Ukraine-Report: Mapping the Energy Opportunities
Anzahl Seiten: 29
Dateigröße: 6.97 MB
HerunterladenDie Schlussfolgerungen aus der Untersuchung haben enormes Gewicht: Nicht nur stünde der Ukraine mehr als genug günstig produzierter Strom zur Verfügung, mit der Überschussproduktion käme das Land sogar europaweit als Exporteur grüner Energie ins Spiel. Es ist eine klassische Win-win-Situation, sagt Sven Teske, Autor der Studie: “Die EU könnte bei ihrem Ziel einer Dekarbonisierung enorm von Ökostrom oder grünem Wasserstoff aus der Ukraine profitieren, während sich für die Ukraine zusätzlich zu ihrer eigenen Dekarbonisierung enorme wirtschaftliche Perspektiven beim Wiederaufbau eröffnen.“ Das Institute For Sustainable Futures in Sydney rechnet mit bis zu 20.000 neuen Arbeitsplätzen, die durch den Ausbau erneuerbarer Energien in der Ukraine geschaffen werden könnten, unter anderem durch den Aus- und Neubau von Stromleitungen in die Europäische Union.
Ein Prozent würde das ganze Land versorgen
Für die Studie hat das Forschungsinstitut im Auftrag von Greenpeace Deutschland zwei Szenarien berechnet. Szenario 1 berücksichtigt alle nachhaltig nutzbaren und geologisch geeigneten Flächen des Landes. In Szenario 2 werden nur die geeigneten Flächen berücksichtigt, die maximal zehn Kilometer von der nächsten Hochspannungsleitung entfernt liegen. Das erstaunliche Ergebnis: Für Szenario 1 reichen 0,46 Prozent des Solar- und 0,4 Prozent des Windkraftpotenzials aus, um das gesamte Land mit Strom zu versorgen. Das konservativere Szenario 2 liefert ein kaum weniger beeindruckendes Ergebnis: Auch unter realistischeren Annahmen könnte die Ukraine ihren Strombedarf auf nur einem Prozent der Landesfläche mit Wind- und Sonnenenergie decken.

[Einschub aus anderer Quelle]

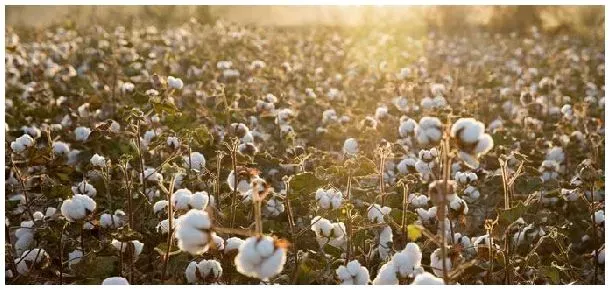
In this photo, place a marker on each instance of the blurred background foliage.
(587, 21)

Interessant ist hierbei auch der Vergleich mit dem Strombedarf europäischer Länder: So liegt der Energieverbrauch in Deutschland gegenwärtig bei etwa 500 Terawattstunden pro Jahr. Das Solarenergiepotenzial der Ukraine alleine übersteigt diesen Bedarf um das 20-fache, selbst im konservativen Szenario 2 ist es noch das Zehnfache des deutschen Verbrauchs.

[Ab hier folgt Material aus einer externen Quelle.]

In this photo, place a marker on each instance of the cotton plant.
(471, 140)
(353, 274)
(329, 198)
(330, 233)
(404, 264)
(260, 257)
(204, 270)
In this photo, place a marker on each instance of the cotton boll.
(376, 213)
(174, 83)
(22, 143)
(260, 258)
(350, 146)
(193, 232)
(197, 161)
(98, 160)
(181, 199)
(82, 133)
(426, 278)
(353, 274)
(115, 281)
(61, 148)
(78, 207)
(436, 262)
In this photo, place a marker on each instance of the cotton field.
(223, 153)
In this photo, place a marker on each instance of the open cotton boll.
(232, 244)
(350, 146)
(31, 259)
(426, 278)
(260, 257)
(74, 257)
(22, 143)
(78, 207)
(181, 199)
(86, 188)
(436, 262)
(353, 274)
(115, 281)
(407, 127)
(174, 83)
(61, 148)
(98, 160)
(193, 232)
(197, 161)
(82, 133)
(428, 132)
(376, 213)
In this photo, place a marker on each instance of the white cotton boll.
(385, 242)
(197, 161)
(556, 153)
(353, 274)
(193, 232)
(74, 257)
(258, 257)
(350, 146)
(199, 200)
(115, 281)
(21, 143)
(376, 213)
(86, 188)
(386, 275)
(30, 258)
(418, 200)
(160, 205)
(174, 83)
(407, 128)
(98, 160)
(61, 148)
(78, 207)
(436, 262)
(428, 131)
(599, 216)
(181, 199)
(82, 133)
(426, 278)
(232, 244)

Die ukrainische Regierung unterschätzt das Potenzial
Mit dem sogenannten Ukraine-Plan will die ukrainische Regierung die Voraussetzungen für einen EU-Beitritt schaffen, unter anderem indem sie ihre eigenen Regelungen denen der Europäischen Union angleicht. Dabei spielt auch der Ausbau Erneuerbarer Energien eine Rolle. Auf den Seiten 211 bis 213 des Dokuments wird das technische Potenzial von Photovoltaikanlagen auf extrem niedrige 83 Gigawatt Leistung beziffert - nach dem realistischen Szenario 2 des Institute For Sustainable Futures liegt aber die konservative potenzielle Leistung bereits bei 5.084 Gigawatt - das ist mehr als das 60-fache.
Diese massive Unterschätzung der Möglichkeiten der Ukraine ist nicht bloß für das Land selbst folgenreich. “Das enorme Potenzial bei Wind- und Solarenergie übersteigt den aktuellen Strombedarf des Landes um nahezu das 150-fache”, sagt Andree Böhling, Greenpeace-Experte für Klima und Energie. Die Rolle der Ukraine als künftiger grüner Energielieferant Europas verdiene daher mehr Aufmerksamkeit von der deutschen Bundesregierung und Wirtschaftsminister Robert Habeck (Grüne). „Deutschland sollte sich schon aus ureigenen Interessen hier viel stärker engagieren“, fordert Böhling.
Greenpeace Deutschland und die Umweltstiftung Greenpeace machen sich bereits mit Pilotprojekten für den Ausbau erneuerbarer Energien in der Ukraine stark. Die Zukunft der Ukraine liegt in den erneuerbaren Energien.